Achieving the best strength-ductility combination generally means that at the highest possible strength level, the strain energy density limit reaches or approaches the maximum. The difficulty in predicting the $d_{optimum}$ lies in the complexity of grain size effects on the strength and ductility that govern the strain energy density limit. Although the yield strength can be simply evaluated using the Hall-Petch equation (Hansen, 2004; Meyers and Chawla, 2009), the dependence of ductility and ultimate strength on grain size are not well understood (Li and Cui, 2007). Since ductility and ultimate strength are deformation history-dependent properties governed by work hardening and plastic instability (Yasnikov et al., 2022; Zhu and Wu, 2018), their dependence on grain size is primarily due to the interaction between dislocations and grain boundary. At the plastic stage, grain boundaries act as extra barriers to block dislocation motion and sites for dynamic recovery, resulting in distinct dislocation accumulations in the vicinity of grain boundary and in the grain interior (Delincé et al., 2007; Haouala et al., 2018; Hirth, 1972; Meyersm and Ashworth, 1982). Along with these behaviors, significant intragranular strain inhomogeneity is developed, which complicates the distribution of both short- and long-range internal stresses within grains (Ashby, 1970; Jiang et al., 2022). Grain refinement embraces more extensive grain boundary-dislocation interactions. As extreme cases, when the grain size is reduced to ultrafine or nanometer scale, the free slip path and storage room of dislocations are largely limited by the high-density grain boundaries, and the dynamic recovery is gradually dominated by grain boundaries (Meyers et al., 2006; Yu et al., 2005). The coupling of these factors complicates the interpretation of grain size effects on work hardening, making it a great challenge to derive explicit models on the grain size dependence of ductility and ultimate strength, and thus obscuring the reasoning path towards $d_{optimum}$.

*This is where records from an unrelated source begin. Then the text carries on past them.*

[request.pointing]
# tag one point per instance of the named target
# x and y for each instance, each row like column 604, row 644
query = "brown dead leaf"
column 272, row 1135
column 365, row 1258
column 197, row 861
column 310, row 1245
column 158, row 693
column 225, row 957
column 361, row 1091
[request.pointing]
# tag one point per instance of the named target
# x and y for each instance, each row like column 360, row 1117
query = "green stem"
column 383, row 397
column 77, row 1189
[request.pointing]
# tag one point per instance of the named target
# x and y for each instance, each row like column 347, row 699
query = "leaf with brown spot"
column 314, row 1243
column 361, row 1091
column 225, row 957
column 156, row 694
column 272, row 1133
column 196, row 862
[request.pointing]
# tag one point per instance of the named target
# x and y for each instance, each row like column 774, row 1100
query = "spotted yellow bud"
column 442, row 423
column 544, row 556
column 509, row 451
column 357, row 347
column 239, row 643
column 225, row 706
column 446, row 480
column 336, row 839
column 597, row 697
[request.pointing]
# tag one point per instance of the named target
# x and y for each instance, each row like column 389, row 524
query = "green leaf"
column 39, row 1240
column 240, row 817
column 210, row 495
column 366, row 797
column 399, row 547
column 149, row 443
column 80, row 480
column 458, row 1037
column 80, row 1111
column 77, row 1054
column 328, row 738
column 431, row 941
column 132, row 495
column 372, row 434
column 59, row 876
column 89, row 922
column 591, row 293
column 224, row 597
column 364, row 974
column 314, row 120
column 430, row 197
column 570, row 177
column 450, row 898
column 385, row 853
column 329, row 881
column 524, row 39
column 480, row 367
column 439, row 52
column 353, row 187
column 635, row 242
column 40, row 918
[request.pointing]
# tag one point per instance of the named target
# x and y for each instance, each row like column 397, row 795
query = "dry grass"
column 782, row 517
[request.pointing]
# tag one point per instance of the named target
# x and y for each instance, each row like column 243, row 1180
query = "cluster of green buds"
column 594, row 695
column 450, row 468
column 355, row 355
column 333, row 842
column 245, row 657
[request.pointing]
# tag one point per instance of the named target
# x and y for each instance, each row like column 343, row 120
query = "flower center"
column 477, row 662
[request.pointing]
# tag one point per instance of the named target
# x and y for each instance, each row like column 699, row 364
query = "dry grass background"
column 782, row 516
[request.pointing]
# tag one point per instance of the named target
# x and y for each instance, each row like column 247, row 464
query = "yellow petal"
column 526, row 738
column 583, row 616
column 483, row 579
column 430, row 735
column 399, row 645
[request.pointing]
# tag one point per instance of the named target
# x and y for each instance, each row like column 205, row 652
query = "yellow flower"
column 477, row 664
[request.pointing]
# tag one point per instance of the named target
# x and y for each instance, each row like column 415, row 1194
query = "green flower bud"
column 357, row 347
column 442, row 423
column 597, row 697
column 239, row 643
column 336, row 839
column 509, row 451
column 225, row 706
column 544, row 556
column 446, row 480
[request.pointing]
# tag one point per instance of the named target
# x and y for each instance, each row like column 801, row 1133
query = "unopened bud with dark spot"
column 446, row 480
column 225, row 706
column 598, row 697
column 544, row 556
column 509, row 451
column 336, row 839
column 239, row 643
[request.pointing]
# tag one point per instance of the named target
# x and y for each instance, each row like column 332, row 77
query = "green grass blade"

Nevertheless, some recent experimental results may provide a potential hint on the possible $d_{optimum}$. Specifically, fine grains (FG) of a few micrometers were coincidentally involved in a variety of advanced structures with superior strength-ductility combination, including in homogeneous materials (Guo et al., 2022; Li et al., 2008; M.W. Liu et al., 2022; M.S. Wang et al., 2022), heterostructured materials (Huang et al., 2018; Wang et al., 2002; Wu et al., 2015), and conventional composites (Wu et al., 2017). For instance, in partially recrystallized Ti and Cu, both of which unite the UFG strength and the CG ductility, the FG zones with a grain size of about 2–4 μm were believed to play the key role in retaining work hardening (Wang et al., 2002; Wu et al., 2015). In the recently designed strong-yet-ductile manganese steel and complex-concentrated Ni-Fe alloys, FGs were the main constituent (Fan et al., 2022; Zhong et al., 2022). There appears to be some kinds of efficient strengthening and hardening mechanisms in this size range. Unfortunately, most of these structures were designed by trial and error, lacking clear physical guidelines on the grain size. In short, the confirmation of the existence and the exact value of $d_{optimum}$ as well as the possible deformation physics behind it remain elusive.

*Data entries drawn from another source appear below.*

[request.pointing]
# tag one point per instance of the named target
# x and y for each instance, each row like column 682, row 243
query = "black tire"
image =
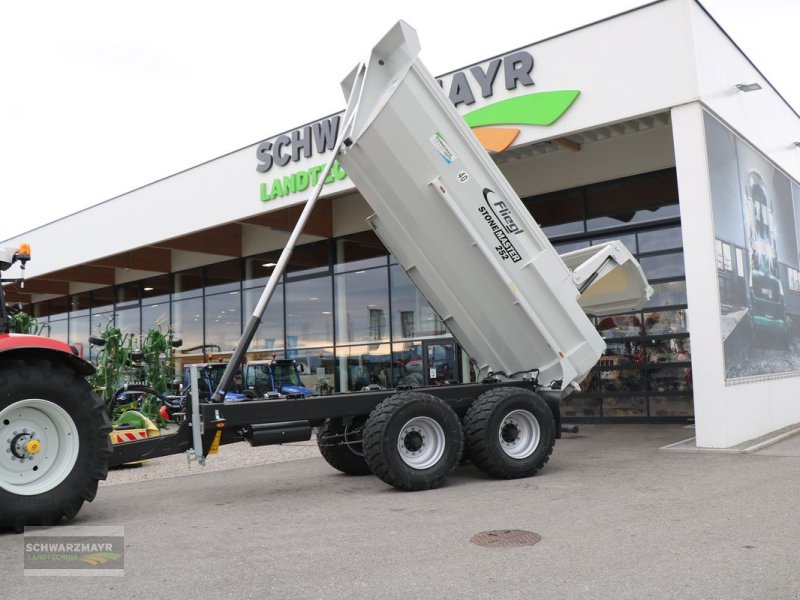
column 427, row 421
column 522, row 419
column 341, row 446
column 58, row 389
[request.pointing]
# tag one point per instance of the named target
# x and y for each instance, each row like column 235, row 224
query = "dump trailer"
column 455, row 225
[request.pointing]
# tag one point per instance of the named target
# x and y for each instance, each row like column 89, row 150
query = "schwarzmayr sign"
column 542, row 108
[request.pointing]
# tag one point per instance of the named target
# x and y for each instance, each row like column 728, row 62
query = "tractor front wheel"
column 54, row 444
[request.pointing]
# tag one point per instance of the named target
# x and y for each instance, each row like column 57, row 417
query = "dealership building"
column 651, row 127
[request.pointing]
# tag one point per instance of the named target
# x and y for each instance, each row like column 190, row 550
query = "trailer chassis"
column 276, row 421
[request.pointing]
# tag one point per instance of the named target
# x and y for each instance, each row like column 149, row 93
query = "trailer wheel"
column 54, row 443
column 510, row 432
column 342, row 446
column 413, row 441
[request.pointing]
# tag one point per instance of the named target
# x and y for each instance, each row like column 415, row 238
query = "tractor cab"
column 281, row 376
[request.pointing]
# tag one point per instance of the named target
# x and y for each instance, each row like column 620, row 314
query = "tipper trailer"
column 455, row 225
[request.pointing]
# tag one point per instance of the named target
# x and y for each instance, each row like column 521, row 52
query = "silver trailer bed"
column 454, row 223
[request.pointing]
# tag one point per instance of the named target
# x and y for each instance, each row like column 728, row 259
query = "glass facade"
column 351, row 315
column 645, row 373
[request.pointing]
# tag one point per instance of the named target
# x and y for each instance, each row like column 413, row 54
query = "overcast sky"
column 99, row 98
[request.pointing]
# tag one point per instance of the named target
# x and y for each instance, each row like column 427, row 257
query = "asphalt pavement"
column 618, row 518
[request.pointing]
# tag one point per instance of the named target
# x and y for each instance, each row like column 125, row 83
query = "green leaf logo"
column 99, row 558
column 542, row 108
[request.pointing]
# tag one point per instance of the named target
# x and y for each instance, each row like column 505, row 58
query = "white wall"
column 635, row 64
column 726, row 415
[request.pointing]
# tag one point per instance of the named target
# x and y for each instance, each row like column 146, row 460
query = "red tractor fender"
column 21, row 345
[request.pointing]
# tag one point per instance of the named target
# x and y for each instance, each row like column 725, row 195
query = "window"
column 223, row 277
column 269, row 335
column 188, row 284
column 412, row 316
column 309, row 259
column 359, row 251
column 362, row 306
column 363, row 366
column 223, row 320
column 188, row 324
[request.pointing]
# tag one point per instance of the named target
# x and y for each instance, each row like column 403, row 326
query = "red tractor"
column 54, row 443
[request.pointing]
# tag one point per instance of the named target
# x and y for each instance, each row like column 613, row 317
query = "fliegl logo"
column 539, row 108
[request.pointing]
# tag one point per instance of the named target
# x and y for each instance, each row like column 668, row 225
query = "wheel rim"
column 519, row 434
column 39, row 446
column 421, row 443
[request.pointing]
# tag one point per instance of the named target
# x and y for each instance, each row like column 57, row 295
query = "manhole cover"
column 505, row 538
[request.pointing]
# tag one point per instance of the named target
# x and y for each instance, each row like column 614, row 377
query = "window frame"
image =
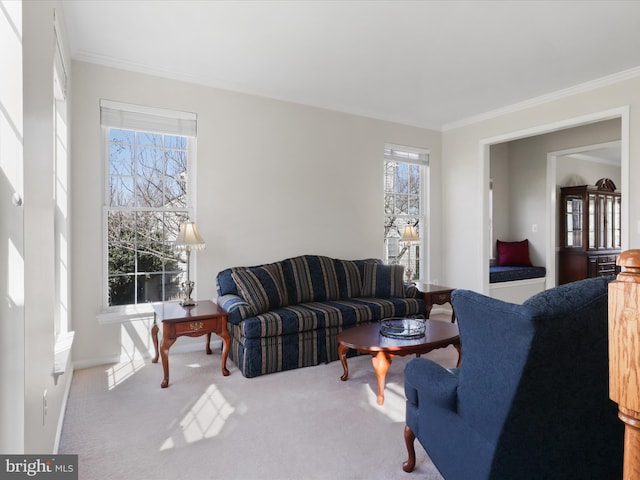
column 141, row 308
column 418, row 157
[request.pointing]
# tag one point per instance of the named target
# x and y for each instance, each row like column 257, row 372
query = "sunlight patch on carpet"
column 119, row 372
column 394, row 402
column 205, row 419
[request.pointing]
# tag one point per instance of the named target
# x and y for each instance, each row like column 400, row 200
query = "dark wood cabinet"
column 590, row 237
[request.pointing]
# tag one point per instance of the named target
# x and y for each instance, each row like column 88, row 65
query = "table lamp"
column 188, row 239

In this work, experimental results on the tensile properties of a series of single-phase materials with various crystal structures are collected over a wide grain size range, from extensive literature available to the authors. Systematic analyses on grain size effects verify that there indeed exists universally a $d_{optimum}$ at which the optimal strength-ductility combination is achieved. Theoretical models on grain size effects are established to predict the $d_{optimum}$. Deformation physics potentially responsible for the superior properties at $d_{optimum}$ will be discussed. Note that the $d_{optimum}$ is currently discussed in terms of the quasi-static tension properties at ambient temperature, with dislocation-dominated plasticity, in order to deliver more general fundamentals.